You’ll notice that my original table has very wide rows, but my factored subquery selects a “narrow” subset of those rows. My target is to have an example where doing a tablescan is very expensive but the temporary table holding the extracted data is much smaller and cheaper to scan.

I’ve included a materialize hint in the SQL above, but you need to run the code twice, once with, and once without the hint. Here are the two plans – unhinted first:


============================
Unhinted - won't materialize
============================

---------------------------------------------------------------------------
| Id  | Operation          | Name | Rows  | Bytes | Cost (%CPU)| Time     |
---------------------------------------------------------------------------
|   0 | SELECT STATEMENT   |      | 10000 |   468K|   428   (2)| 00:00:03 |
|*  1 |  HASH JOIN         |      | 10000 |   468K|   428   (2)| 00:00:03 |
|   2 |   TABLE ACCESS FULL| T1   | 10000 |   234K|   214   (2)| 00:00:02 |
|   3 |   TABLE ACCESS FULL| T1   | 10000 |   234K|   214   (2)| 00:00:02 |
---------------------------------------------------------------------------

==================================
Hinted to materialize - lower cost
==================================

--------------------------------------------------------------------------------------------------------- 
| Id  | Operation                  | Name                       | Rows  | Bytes | Cost (%CPU)| Time     |
--------------------------------------------------------------------------------------------------------- 
|   0 | SELECT STATEMENT           |                            | 10000 |   585K|   227   (2)| 00:00:02 |
|   1 |  TEMP TABLE TRANSFORMATION |                            |       |       |            |          |
|   2 |   LOAD AS SELECT           | SYS_TEMP_0FD9D6664_9DAAEB7 |       |       |            |          | 
|   3 |    TABLE ACCESS FULL       | T1                         | 10000 |   234K|   214   (2)| 00:00:02 | 
|*  4 |   HASH JOIN                |                            | 10000 |   585K|    13   (8)| 00:00:01 | 
|   5 |    VIEW                    |                            | 10000 |   292K|     6   (0)| 00:00:01 | 
|   6 |     TABLE ACCESS FULL      | SYS_TEMP_0FD9D6664_9DAAEB7 | 10000 |   234K|     6   (0)| 00:00:01 | 
|   7 |    VIEW                    |                            | 10000 |   292K|     6   (0)| 00:00:01 | 
|   8 |     TABLE ACCESS FULL      | SYS_TEMP_0FD9D6664_9DAAEB7 | 10000 |   234K|     6   (0)| 00:00:01 |
---------------------------------------------------------------------------------------------------------

Clearly the optimizer isn’t considering the costs involved. If I add the predicate “where object_id > 0” (which identifies ALL the rows in the table), materialization occurs unhinted (with the same costs reported as for the hinted plan above. My tentative conclusion is that the transformation is a heuristic one that follows the rule “two or more appearances of the subquery and some indication of row selection in the subquery rowsource”. (In fact if the rowsource is “select * from pipeline_function” the requirement for subsetting doesn’t seem to apply.)

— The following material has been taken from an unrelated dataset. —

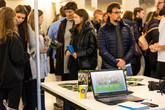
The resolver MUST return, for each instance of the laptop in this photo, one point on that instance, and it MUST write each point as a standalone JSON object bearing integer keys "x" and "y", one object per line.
{"x": 109, "y": 87}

The plans above came from 11.2.0.4 but I got the same result, with a slight difference in costs, in 12.1.0.2. It’s worth pointing out that despite Oracle apparently ignoring the costs when deciding whether or not to materialize, it still seems to report self-consistent values after materialization: the 227 for the plan above is the 214 for creating the temporary table plus the 13 for deriving the hash join of the two copies of the temporary table.